This week, I had the privilege of reading drafts of my sons’ college application supplemental essays. In one of them, he wrote:
One way my mom shaped who I want to become is through her non-profit organization… She adopted [Bridges Together] as a full-time job a few years ago and until then, I had never thought about working with or for non-profit organizations. But I can see through my mom’s overwhelming joy that I may want to pursue a career in making the world a better place for everybody.
Melt my heart! And what a window into my life. My husband and I have established an office for me in our home. Our dining room has become “the Board Room.” I’m often fielding phone calls, wrestling with the organization’s growth, responding to emails, meeting with wonderful people, running out the door to do trainings… I sometimes wonder what our four sons will learn from all this. And here it is: what my son sees as the overarching message is “overwhelming joy” as I help “make the world a better place for everybody.” And perhaps he is correct about the overwhelming joy!
Last week, I experienced such joy as I met with “veteran” Bridges volunteers and met new ones. Some of these men and women have been building Bridges with me for 23+ years! (“I remember when you bought your first house and had us over for tea.” “I remember when your son was born! How can he be going to college?”) Likewise, I have watched them raise their grandchildren or find their rhythm of retirement. I have mourned with them at the loss of their adult children. I have celebrated with them on their 60th wedding anniversaries. And I have learned from them. So often I say, “When I grow older, I want to be like you!” The latest piece of advice I received from a 90-year old “sarcastic sage” who holds a very special place in my heart: “Don’t smoke and drink as much as your ‘wife’ will let you!”

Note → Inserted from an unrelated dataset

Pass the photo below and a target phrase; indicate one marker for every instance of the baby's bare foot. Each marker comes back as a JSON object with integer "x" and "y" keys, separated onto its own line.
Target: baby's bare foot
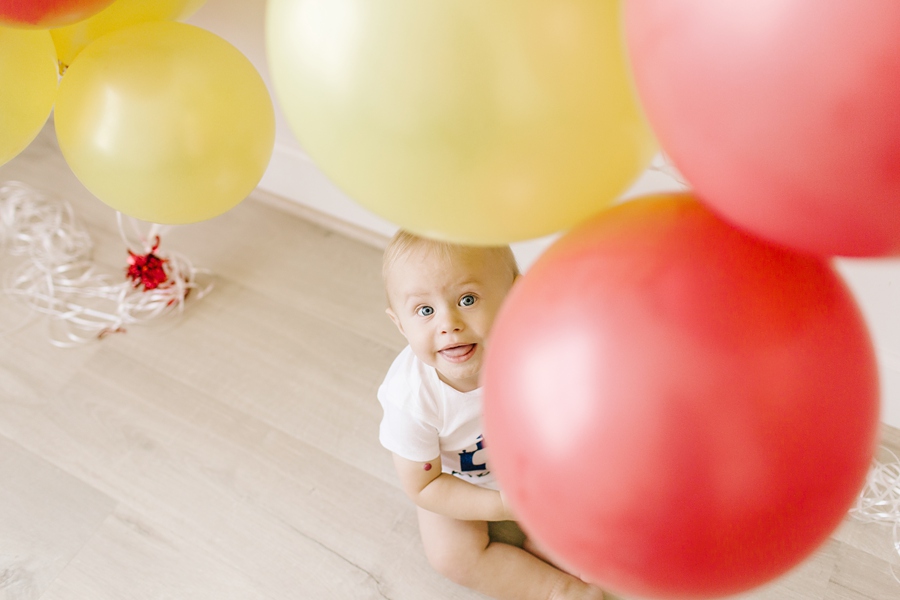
{"x": 574, "y": 589}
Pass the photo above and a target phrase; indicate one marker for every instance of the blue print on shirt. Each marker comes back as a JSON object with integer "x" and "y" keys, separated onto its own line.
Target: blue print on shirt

This week, I’ve been overwhelmed with joy as I collaborate with new colleagues at Bridges Together. Their support is made possible through monies we received specifically earmarked to hire staff to help the organization efficiently and effectively. Their support has taken so much pressure off of me, enabling me to spend more time with my family. In addition, it is truly delightful to be able to collaborate and create with so many wonderful women. I am no longer alone in the daily toils of growing Bridges Together (our board has been invaluable!) and helping people create intergenerational (IG) opportunities in their own communities. What a gift.
I was joyful yesterday when a friend emailed with a question: What book would I recommend for a grandmother to read to a fourth-grade class? I love that someone reached out with an IG question. And I love children’s books – especially those that celebrate IG relationships. My top favorites (and there are more in the Books section of our website):
- The Keeping Quilt – or anything by Patricia Polacco. Check out her brand new biographical story – Fiona’s Lace.
- How Old is Old by Anne Combs is out of print, but you can scoop it up gently used on Amazon.
- Dream Something Big: The Story of the Watts Tower by Dianna Hutts Aston and Susan L. Roth. I was bouncing for joy when one my dearest friends bought that book for me. Now I’m able to use it in our new Bridges: Our Stories program.
I experience so much joy through the people I meet and the opportunities I have to effect change, to empower people to create intergenerational opportunities in their own families and communities. My heart leaps when I get an email, note or call from a volunteers who says how much they are enjoying a Bridges program. Or when a professional thanks me for helping them to bridge the generations.
And so, yes, I must agree with my son. I have “overwhelming joy” as I make the world a better place for older adults and children – today and for generations to come!